In a move that USA Today says “could be regarded as economically motivated as well as environmentally aware,” NASCAR will adopt an ethanol blend of fuel beginning with the 2011 Daytona 500. This bit of news was welcomed heartily by the corn ethanol lobby, which is facing the prospect of the ethanol tax credit subsidy expiring at the end of the year as well as consumer confusion at fueling stations across the country, as ethanol blends increase only for specific model-year vehicles.

Like the ethanol industry, NASCAR is struggling, USA Today reports, and chasing “green” dollars looks like a crowd pleaser:

 NASCAR has put an emphasis on recycling (all tires, oils, fluids and batteries used in competition are recycled, and sponsors have helped expand programs in campgrounds) and achieved LEED certification for new office buildings in Charlotte and Daytona Beach.

 But the switch to ethanol might be the most important step in achieving an ancillary benefit — attracting new sponsors in the green economy to cash-strapped teams hurting for funding since the onset of the recession.

The only thing green in this deal is the money changing hands.

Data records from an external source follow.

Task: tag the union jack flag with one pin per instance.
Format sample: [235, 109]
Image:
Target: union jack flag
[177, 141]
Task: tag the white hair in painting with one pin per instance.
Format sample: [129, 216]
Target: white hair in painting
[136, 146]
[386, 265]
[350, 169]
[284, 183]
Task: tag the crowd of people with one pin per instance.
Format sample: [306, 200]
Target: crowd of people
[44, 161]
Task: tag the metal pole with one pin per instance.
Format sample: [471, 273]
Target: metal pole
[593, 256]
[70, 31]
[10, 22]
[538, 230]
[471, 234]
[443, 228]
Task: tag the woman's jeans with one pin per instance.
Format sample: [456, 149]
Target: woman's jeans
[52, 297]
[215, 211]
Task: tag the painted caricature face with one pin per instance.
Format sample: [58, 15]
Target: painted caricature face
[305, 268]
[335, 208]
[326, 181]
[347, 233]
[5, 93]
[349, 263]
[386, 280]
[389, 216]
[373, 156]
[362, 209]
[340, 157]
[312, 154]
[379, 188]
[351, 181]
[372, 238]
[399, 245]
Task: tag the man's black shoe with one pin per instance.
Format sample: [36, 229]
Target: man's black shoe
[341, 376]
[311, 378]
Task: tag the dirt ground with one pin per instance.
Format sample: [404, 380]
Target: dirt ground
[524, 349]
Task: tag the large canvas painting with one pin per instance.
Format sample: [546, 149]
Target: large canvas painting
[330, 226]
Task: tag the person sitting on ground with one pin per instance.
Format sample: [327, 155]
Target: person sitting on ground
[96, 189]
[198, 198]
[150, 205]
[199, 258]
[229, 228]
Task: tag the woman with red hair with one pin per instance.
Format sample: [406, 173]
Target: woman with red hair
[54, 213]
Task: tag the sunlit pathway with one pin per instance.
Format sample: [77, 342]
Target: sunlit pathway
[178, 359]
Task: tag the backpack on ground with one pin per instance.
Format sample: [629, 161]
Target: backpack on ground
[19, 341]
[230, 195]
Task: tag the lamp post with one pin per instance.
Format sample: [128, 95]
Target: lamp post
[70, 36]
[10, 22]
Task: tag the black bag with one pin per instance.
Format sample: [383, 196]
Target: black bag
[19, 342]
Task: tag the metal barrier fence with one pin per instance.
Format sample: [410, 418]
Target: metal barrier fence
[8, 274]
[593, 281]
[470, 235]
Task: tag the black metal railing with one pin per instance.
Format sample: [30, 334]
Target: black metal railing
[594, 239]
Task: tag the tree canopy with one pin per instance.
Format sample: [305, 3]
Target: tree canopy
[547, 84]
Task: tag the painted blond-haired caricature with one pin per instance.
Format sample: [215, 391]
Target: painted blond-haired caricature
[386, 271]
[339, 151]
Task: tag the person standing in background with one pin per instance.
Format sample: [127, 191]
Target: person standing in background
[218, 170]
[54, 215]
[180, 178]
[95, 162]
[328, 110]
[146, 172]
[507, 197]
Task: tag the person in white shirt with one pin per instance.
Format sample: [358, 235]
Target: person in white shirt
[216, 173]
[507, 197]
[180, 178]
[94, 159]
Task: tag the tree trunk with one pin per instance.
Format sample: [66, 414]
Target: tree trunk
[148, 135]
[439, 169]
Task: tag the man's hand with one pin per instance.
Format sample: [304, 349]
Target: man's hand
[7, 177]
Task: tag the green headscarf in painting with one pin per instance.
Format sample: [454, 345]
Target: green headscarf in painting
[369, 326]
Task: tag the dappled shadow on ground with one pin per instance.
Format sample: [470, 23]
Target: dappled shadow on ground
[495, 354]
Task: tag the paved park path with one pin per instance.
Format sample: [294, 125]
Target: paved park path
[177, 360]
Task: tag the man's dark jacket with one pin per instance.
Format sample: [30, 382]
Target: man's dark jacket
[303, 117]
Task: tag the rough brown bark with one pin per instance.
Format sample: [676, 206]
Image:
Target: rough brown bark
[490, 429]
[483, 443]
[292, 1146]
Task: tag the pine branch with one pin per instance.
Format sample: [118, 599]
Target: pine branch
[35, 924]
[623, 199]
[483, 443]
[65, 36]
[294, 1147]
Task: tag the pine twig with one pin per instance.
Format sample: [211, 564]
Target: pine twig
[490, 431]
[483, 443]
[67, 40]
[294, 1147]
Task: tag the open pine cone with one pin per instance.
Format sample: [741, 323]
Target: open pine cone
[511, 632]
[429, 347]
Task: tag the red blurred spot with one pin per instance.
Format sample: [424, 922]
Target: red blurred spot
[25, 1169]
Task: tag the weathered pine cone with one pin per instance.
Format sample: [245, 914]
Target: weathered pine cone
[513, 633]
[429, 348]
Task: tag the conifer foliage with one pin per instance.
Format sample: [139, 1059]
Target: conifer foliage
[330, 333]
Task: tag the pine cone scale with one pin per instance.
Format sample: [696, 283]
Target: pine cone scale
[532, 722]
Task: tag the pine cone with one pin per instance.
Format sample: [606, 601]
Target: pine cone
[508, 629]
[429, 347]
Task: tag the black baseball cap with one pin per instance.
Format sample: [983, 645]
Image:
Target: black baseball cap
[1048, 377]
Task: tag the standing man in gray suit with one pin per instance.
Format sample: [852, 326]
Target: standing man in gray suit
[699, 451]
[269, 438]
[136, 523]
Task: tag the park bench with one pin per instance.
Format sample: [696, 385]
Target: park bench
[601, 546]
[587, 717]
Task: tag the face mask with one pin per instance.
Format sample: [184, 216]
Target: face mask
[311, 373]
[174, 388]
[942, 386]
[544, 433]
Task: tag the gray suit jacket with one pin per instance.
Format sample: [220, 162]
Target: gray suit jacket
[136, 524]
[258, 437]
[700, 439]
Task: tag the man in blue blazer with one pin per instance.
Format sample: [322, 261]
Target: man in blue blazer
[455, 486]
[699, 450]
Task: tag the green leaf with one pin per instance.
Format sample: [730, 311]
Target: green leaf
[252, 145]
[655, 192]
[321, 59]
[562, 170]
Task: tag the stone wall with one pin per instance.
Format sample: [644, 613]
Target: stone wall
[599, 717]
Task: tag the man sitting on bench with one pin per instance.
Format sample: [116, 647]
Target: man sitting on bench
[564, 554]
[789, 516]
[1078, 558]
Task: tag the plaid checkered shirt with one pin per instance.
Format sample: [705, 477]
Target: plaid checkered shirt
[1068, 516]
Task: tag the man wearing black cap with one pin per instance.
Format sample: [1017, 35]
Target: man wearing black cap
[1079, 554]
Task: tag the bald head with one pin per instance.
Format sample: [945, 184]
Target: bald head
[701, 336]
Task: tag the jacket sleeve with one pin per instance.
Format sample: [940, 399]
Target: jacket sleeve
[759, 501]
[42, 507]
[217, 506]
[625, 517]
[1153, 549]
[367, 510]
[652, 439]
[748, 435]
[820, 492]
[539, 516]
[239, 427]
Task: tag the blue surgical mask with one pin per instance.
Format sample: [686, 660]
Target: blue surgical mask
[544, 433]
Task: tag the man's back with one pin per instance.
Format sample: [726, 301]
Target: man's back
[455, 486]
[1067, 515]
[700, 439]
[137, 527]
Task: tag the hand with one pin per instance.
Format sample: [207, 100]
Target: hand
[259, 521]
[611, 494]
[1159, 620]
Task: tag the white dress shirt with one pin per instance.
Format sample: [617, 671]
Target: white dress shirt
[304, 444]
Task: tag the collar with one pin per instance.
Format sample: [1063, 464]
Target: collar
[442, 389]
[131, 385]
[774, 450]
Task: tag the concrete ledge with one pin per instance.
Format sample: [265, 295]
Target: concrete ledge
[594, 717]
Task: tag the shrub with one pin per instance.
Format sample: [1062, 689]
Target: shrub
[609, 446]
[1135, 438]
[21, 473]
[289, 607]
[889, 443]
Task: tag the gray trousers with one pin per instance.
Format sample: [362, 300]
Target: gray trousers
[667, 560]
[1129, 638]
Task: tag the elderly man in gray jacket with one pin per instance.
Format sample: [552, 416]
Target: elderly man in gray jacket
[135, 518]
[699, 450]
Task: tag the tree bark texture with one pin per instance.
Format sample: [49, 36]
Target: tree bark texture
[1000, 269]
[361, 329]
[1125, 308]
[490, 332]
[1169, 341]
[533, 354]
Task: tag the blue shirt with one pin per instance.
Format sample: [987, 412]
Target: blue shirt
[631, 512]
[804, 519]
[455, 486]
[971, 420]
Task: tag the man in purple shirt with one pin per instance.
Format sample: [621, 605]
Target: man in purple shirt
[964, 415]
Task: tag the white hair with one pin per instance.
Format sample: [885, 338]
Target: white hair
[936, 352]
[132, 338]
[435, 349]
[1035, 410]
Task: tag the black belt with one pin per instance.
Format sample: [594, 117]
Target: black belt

NASCAR CEO and Chairman Brian France was vague about NASCAR’s environmental motivations for embracing ethanol. The move would reduce the carbon footprint of a race, he said.

How, exactly? “We’re not exactly certain, but there is a benefit,” he told USA Today.

Here at the Environmental Working Group, we are certain that using corn ethanol as an alternative to gasoline is hardly a sustainable solution to our energy needs. We know that between 2005 and 2009, U.S. taxpayers spent $17 billion to subsidize corn ethanol blends in gasoline, an outlay that produced a paltry reduction in overall oil consumption equal to a 1.1 mile-per-gallon increase in fleetwide fuel economy.